Okay Siraj, I've finished my first semester of Data Science (nearly), and I want to start learning more. I need some book suggestions that will help guide me from a decent knowledge of calculus, statistics, probability, Python and R to something more machine learning and 'real world problem' orientated. Are you a fan of the O'Reilly series of Data Science based books, or do you have some other favourites? Just give me everything, I a lot of options and a lot of reading to do over the semester break #wanttocontributetothecreationofthesingularityinsteadofdestroyingmyliver
I'm graduating in Computer Science Masters, my research is NLP (use a lot of RNNs) but your videos always give me small insights that help me understand deep learning more "deeply" haha. Just wanted to say that, you're great Siraj!
hell yes great to hear
These videos are definitely getting better.
Luis He for sure optimize his video production with ADAM
thanks luis i optimize
Hi Siraj I got a chance to watch few of your video. I am 8 years Ml researcher but I found you teaching method is awesome.

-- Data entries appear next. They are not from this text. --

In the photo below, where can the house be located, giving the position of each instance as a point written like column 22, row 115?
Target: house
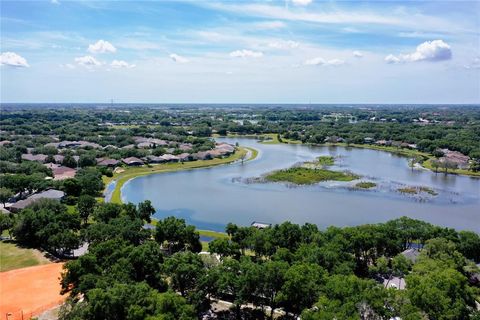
column 394, row 282
column 383, row 142
column 5, row 142
column 334, row 139
column 58, row 158
column 107, row 162
column 202, row 155
column 47, row 194
column 184, row 157
column 461, row 160
column 260, row 225
column 185, row 147
column 411, row 254
column 154, row 159
column 132, row 161
column 62, row 173
column 169, row 158
column 36, row 157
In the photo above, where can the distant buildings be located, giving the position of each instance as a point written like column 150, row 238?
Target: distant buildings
column 132, row 161
column 459, row 159
column 48, row 194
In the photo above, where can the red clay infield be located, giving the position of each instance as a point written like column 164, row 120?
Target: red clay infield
column 29, row 291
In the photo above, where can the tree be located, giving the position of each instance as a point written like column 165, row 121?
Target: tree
column 224, row 247
column 469, row 245
column 5, row 195
column 47, row 224
column 86, row 206
column 69, row 161
column 184, row 269
column 301, row 287
column 90, row 181
column 177, row 235
column 272, row 280
column 7, row 221
column 435, row 165
column 146, row 210
column 349, row 297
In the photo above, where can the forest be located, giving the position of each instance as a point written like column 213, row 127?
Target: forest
column 284, row 271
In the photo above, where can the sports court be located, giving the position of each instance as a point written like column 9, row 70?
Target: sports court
column 30, row 291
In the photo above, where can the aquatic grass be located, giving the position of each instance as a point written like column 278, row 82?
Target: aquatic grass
column 302, row 175
column 131, row 173
column 365, row 185
column 326, row 160
column 417, row 190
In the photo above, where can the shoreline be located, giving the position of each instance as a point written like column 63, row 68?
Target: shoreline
column 131, row 173
column 425, row 163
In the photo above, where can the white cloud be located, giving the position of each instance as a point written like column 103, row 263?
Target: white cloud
column 357, row 54
column 68, row 66
column 392, row 59
column 12, row 59
column 436, row 50
column 318, row 61
column 270, row 25
column 121, row 64
column 178, row 59
column 282, row 44
column 101, row 46
column 475, row 64
column 301, row 2
column 88, row 61
column 246, row 54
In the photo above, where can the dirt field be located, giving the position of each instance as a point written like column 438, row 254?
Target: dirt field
column 29, row 291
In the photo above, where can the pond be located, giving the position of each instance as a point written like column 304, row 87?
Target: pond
column 210, row 198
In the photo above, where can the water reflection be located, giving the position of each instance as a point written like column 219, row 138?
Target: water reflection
column 210, row 198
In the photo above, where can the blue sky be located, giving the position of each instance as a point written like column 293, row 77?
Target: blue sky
column 289, row 51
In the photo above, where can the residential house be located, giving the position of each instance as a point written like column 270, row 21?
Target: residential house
column 104, row 162
column 48, row 194
column 36, row 157
column 132, row 161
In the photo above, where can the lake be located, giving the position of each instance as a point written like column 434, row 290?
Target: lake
column 210, row 198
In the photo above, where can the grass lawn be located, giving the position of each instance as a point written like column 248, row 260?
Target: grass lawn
column 365, row 185
column 212, row 234
column 303, row 175
column 131, row 173
column 326, row 160
column 13, row 257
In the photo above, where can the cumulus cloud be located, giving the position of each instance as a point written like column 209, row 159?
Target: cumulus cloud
column 436, row 50
column 322, row 62
column 282, row 44
column 475, row 64
column 301, row 2
column 88, row 61
column 12, row 59
column 121, row 64
column 246, row 54
column 178, row 59
column 270, row 25
column 357, row 54
column 101, row 46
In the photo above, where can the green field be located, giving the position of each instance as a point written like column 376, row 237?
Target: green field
column 13, row 257
column 326, row 160
column 303, row 175
column 131, row 173
column 365, row 185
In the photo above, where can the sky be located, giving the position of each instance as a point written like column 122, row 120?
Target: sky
column 199, row 51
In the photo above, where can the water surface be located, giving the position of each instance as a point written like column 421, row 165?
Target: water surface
column 210, row 198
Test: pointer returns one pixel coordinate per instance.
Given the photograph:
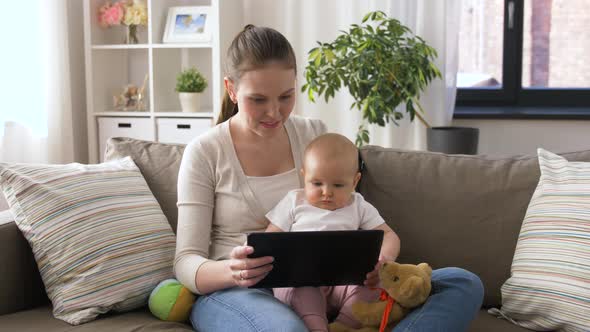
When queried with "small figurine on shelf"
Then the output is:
(131, 13)
(132, 98)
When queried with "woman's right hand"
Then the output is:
(246, 271)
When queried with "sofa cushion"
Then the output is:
(454, 210)
(549, 284)
(20, 283)
(485, 322)
(40, 319)
(158, 162)
(98, 235)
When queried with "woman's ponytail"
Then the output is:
(253, 48)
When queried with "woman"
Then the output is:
(236, 172)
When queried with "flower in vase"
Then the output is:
(135, 13)
(110, 14)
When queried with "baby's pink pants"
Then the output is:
(314, 304)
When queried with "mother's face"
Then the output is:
(265, 97)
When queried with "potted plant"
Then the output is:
(189, 85)
(381, 63)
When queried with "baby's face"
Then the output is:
(329, 184)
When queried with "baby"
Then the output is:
(328, 202)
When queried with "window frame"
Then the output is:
(512, 97)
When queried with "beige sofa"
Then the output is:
(449, 210)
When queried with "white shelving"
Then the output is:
(111, 65)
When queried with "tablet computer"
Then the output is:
(323, 258)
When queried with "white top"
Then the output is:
(216, 204)
(294, 213)
(268, 188)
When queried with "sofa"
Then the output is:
(449, 210)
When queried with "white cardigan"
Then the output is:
(216, 205)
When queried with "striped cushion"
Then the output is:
(549, 287)
(98, 235)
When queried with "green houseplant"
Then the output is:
(381, 63)
(189, 85)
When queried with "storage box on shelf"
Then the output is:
(111, 65)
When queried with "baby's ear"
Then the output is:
(357, 177)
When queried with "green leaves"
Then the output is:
(190, 80)
(382, 64)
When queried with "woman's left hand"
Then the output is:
(373, 276)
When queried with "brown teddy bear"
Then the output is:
(408, 285)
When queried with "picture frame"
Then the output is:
(190, 24)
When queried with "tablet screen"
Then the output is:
(324, 258)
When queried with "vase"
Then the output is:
(131, 37)
(190, 101)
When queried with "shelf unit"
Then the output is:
(111, 65)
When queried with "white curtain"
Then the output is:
(304, 22)
(36, 118)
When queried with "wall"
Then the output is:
(505, 137)
(77, 79)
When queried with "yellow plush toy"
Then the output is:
(407, 285)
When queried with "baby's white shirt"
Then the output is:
(293, 213)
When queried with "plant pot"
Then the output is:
(452, 140)
(190, 101)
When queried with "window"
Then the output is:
(524, 53)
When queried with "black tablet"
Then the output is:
(326, 258)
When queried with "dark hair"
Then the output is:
(252, 48)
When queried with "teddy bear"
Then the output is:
(409, 286)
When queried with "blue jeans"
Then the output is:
(455, 300)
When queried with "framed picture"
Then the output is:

anyone could learn. Great work
Thank you so much for this video! I was just about to start researching the differences between the SGD optimization algorithms. Thank you so much for saving me so much time and making a video that has all the pertinent information in a very informative and understandable way. I love your videos so much. Thank you, Siraj, you are my favorite person on the internet. Don't stop what you're doing. You're helping so many people learn so much information that can be sometimes hard to find. Thanks!!!
Your last few videos have been so on point! Very interesting things that are useful for someone who already knows a decent amount of ML and NNs, but not NNs so deeply.
1:59 was simply awesome
glad u liked
@2:30 Siraj, you should change that graphic of the function y=x^2. The function you have shown there is not x^2 and could confuse people. You're talking about decreasing the x value in the negative direction of the gradient from x=2.3 to x=1.4 to x=0.7, basically moving from a high x on the right towards smaller x values on the left. This is decreasing the x value, yet the graphic you have up there is showing moving right from the left. Some newbies may be confused by that. But great vid overall.
Thank you for stating this, as I was confused about the gradient (slopes at the tangent of the cost function) values in relation to the graph. I was look for such a comment here and you provided it.
duuuuuude, you're the best. I wasn't able to understand these concepts (reading these overly complicated articles) but now it's becoming clear. Thanks a lot. For example, I realized that adam is the best solver after weeks of gridsearch tests, but I didn't know why.... and now it's clear.
Bro,That was Awesome when you said that "ohh Gradient Descent lead us to convergence!!".
Aye what an explanation man, big ups, you make an already interesting topic way more interesting. Thanks Siraj!
awesome video man. Never seen a guy explain something so technical in such an ebullient way!!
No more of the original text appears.